Explaining the Unexplainable

This past weekend in the Twin Cities was beautiful – 75 degrees, sunny, just really nice.  Monday morning flurries and hail and thunderstorms welcomed the week.  The weather in Minnesota is a hot topic of conversation here (mostly because it tries to kill you so often).  It seems most people are meteorologists in their spare time and quite anxious to explain the disparity from one day to the next.  Others of us who aren't quite as anxious to know why there are huge swings in climate just refer to it as weather.  As humans logic is how our brains process conflicting pieces of stimuli and information.  We don’t always come to the same conclusions as this week's news proves.
Tony Perkins, the President of the Family Research Council concluded that this week’s Secret Service scandal was a direct result of the repeal of Don’t Ask Don’t Tell  “It [the hiring of prostitutes] was actually legal; it was legal there to do that, so why should we be upset? Well, the fact is we intuitively know it’s wrong, there’s a moral law against that.  The same is true for what the President has done to the military enforcing open homosexuality in our military. You can change the law but you can’t change the moral law that’s behind it.”  So allowing the military service people to no longer lie about their lives causes a straight Secret Service person to hire a prostitute in violation of their code of conduct.  That is a feat of logic that is difficult to fathom, but is somewhat amusing to watch...sort of like Olympic gymnastics.

Pat Robertson weighed in on Global Warming this week.  He determined that it was all a hoax.  His logic?  “How many SUVs, how many oil refineries are there on Mars?
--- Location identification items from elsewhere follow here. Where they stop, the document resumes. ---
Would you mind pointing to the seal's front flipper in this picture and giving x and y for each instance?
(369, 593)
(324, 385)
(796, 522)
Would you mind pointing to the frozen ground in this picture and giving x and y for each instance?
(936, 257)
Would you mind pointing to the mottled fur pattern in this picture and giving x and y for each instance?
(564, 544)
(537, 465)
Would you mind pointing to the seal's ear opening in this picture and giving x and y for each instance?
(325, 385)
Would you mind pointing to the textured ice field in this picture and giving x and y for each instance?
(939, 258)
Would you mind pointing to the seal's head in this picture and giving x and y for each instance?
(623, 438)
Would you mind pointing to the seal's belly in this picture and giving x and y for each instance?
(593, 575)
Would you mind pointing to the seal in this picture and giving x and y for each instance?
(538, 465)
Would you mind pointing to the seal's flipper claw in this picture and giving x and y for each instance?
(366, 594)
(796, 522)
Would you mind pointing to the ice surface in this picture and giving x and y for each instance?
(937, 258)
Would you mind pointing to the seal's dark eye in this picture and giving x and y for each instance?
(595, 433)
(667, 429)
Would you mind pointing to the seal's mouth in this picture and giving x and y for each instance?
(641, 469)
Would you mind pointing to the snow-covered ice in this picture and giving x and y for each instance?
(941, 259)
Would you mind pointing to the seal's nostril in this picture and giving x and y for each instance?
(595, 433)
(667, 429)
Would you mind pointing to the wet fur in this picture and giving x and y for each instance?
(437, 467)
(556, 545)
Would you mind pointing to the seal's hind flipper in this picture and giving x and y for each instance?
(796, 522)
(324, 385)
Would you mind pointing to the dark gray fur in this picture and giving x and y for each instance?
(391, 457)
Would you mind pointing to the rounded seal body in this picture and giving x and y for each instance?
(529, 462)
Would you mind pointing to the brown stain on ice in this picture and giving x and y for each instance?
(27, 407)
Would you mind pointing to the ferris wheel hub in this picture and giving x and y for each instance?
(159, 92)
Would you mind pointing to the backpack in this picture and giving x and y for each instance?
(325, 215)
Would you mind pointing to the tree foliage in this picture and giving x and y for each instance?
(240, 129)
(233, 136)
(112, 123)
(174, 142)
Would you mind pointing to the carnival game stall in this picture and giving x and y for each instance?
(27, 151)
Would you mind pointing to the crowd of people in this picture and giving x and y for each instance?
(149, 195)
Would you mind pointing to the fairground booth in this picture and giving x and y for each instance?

And yet, it’s the relationship to the sun that is effecting the climate on Mars.”  It's hard to analyze this thinking process, maybe I'll leave it to Spock.
Florida Congressman Allen West last week said:  “I believe there's about 78 to 81 members of the Democratic Party that are members of the Communist Party."  No concrete evidence was provided and the Community Party of the USA even denied the veracity of the allegation.  In addition to his remarks, Congressman West was suggested as a possible GOP vice presidential nominee last week by the party's most recent nominee, former Alaska Gov. Sarah Palin.  Now that’s a pattern of thinking that seems plausible! 
Reasonable people can take a set of facts, pieces of information, look at them and come to different conclusions in interpreting the data.  The difficulty in today’s political discourse is that facts themselves are in dispute, either manufacturered or twisted.  Candidates and their emissaries run around hour after hour making accusations, calling the other side liars and generally trying to further confuse the electorate – leaving the 'issues' to become as sanitized and simple as a tag line for a box of cereal.  Sure, there’s Politifact which debunks the more egregious allegations…but one has to want to explain the unexplainable.  In most cases people don’t – or chalk it up to “politics as usual.”  And that explains the unexplainable.